Le système bancaire libanais s’effondre. Si la crise économique que subit le Liban date de 2014, l’arrivée de la Covid-19 marque une nouvelle hécatombe pour le peuple. La chute du pouvoir d’achat précipite 45 % de la population sous le seuil de pauvreté. «  Je préfère mourir du virus que de mourir de faim » clamaient-ils dans les rues en mai. Impossible alors de concevoir qu’une explosion détruirait le port de la capitale par lequel transitaient 60 % des importations du pays, paralysant une majeure partie des échanges commerciaux. Les coûts matériels ajoutés aux pertes financières engendrées par les dégâts s’élèveraient entre 6,7 et 8,1 milliards de dollars selon les estimations de la banque mondiale.

Désertion des autorités politiques


Le Liban est un Etat fortement caractérisé par sa diversité religieuse. Pour cette raison, et pour éviter une guerre civile qui aura finalement lieu, l’indépendance de 1943 débouche sur l’établissement d’un régime confessionnel qui donne à chacune des trois confessions majoritaires du pays sa part de souveraineté dans le système politique libanais.

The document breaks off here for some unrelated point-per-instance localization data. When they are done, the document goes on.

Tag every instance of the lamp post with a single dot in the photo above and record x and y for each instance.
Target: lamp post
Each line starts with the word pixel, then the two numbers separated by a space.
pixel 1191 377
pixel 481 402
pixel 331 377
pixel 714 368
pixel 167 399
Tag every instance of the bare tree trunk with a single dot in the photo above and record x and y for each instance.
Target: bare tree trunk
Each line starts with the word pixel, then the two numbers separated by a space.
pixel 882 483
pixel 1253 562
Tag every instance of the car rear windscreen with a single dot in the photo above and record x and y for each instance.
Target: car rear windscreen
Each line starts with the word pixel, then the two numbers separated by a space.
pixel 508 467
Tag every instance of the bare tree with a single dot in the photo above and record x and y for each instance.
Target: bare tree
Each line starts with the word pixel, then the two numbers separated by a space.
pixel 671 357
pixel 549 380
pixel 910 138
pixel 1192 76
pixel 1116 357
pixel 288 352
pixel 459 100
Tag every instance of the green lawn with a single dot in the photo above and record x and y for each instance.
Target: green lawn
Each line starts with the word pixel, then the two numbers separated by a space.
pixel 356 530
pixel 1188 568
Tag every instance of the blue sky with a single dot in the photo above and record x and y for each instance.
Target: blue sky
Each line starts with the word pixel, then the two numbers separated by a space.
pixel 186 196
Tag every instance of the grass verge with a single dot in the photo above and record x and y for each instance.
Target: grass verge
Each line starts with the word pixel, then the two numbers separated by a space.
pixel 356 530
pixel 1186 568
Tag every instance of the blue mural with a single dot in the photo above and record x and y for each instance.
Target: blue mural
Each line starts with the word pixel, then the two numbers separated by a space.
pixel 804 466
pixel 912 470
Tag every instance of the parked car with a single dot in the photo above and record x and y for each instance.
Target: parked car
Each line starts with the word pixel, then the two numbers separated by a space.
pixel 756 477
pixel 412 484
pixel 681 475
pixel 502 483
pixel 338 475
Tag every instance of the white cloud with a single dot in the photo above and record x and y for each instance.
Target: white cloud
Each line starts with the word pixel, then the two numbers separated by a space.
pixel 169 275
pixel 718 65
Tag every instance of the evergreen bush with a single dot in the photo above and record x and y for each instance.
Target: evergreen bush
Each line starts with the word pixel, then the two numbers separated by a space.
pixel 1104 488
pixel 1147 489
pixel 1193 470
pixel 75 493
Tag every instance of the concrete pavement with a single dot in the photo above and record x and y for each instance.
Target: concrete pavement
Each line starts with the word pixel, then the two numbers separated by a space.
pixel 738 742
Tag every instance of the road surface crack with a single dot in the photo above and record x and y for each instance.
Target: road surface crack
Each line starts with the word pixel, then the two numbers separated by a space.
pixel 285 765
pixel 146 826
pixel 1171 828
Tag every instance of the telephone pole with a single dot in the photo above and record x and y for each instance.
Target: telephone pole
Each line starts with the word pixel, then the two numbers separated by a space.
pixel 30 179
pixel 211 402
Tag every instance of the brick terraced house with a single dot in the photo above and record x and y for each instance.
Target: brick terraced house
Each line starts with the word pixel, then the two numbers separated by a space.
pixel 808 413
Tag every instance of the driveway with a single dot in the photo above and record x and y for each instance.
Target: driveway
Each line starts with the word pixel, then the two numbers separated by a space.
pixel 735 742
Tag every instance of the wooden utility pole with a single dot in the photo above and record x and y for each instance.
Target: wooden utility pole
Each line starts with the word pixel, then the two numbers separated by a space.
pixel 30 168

Cette répartition, ajoutée à un système de votation à deux tiers (contre 51 % des voix en France par exemple) a rendu la vie politique plus qu’instable.

Finalement, la corruption omniprésente chez les élus provoque des manifestations généralisées qui débouchent le 29 octobre 2019 sur la démission du premier ministre Saad Hariri. Quatre jours après l’explosion c’est Hassan Diab qui rend les armes après 8 mois au gouvernement. Puis Mustapha Adib reprend la tête du pays le 31 août, pour y renoncer un mois plus tard. Le 22 octobre 2020 marque alors le retour de celui qui avait délecté les manifestants de sa démission un an auparavant : Saad Hariri. Dans ce contexte, alors que retourne au pouvoir celui qui n’a pas su s’y prendre quand la situation était bien moins critique, les Libanais ont du mal à croire à des réformes et à une guérison nationale.


Les
Libanais, un peuple sans répit ?


Que ce soit au rythme de la guerre civile ou des affrontements au sein des pays frontaliers (comme le conflit Israélo-Palestinien ou la guerre en Syrie) qui n’ont de cesse de s’inviter sur leur territoire, les citoyens libanais n’ont été été élevés ni dans l’opulence, ni dans la paix. Les Libanais, qui s’empourprent aujourd’hui de tous les maux, montrent pour beaucoup leur besoin de distanciation émotionnelle vis-à-vis des évènements du 4 août.

L’heure, dit-on, n’est pas aux pleurs mais au combat pour la survivance. Pourtant celle-ci n’est pas soutenue par les assurances qui attendent le verdict officiel des enquêtes en cours sur l’explosion pour effectuer les remboursements nécessaires à la reconstruction de la ville. Avec l’urgence de la faim, les autorités doivent faire face à une exacerbation de la violence chez des individus qui n’ont plus rien à perdre. D’autant plus que la recrudescence des contaminations au coronavirus se heurte à la destruction quasi totale de trois hôpitaux de la ville (500 lits de réanimation en moins), alors que ceux qui fonctionnent sont encore occupés à soigner des blessés. Le reconfinement envisagé par l’exécutif paraît ici désuet quand on sait que 300 000 Beyrouthins restent sans logement. 

Inéluctabilité de l’aide internationale ?

Il est dit de concert par les spécialistes de la région et les Libanais eux-mêmes que le pays ne pourra se relever sans le soutien de la communauté internationale. Une pétition a même été lancée par des citoyens beyrouthins pour un retour du pays sous l’égide de la France, et a obtenu 60 000 signatures. Les visites successives du président Emmanuel Macron, les plans d’action élaborés par Paris, ainsi que ses injonctions à la création d’un «  gouvernement d’experts » et «  de réforme » semblent révéler une légitimité française à s’immiscer dans les affaires de l’Etat libanais en échange d’aides économiques européennes. 250 millions d’euros ont déjà étés réunis par la France et l’ONU, et des personnalités, telles que le chanteur anglo-libanais Mika, se sont mobilisées pour récolter des fonds en solidarité aux ONG qui tentent d’apporter leur aide dans les zones sinistrées.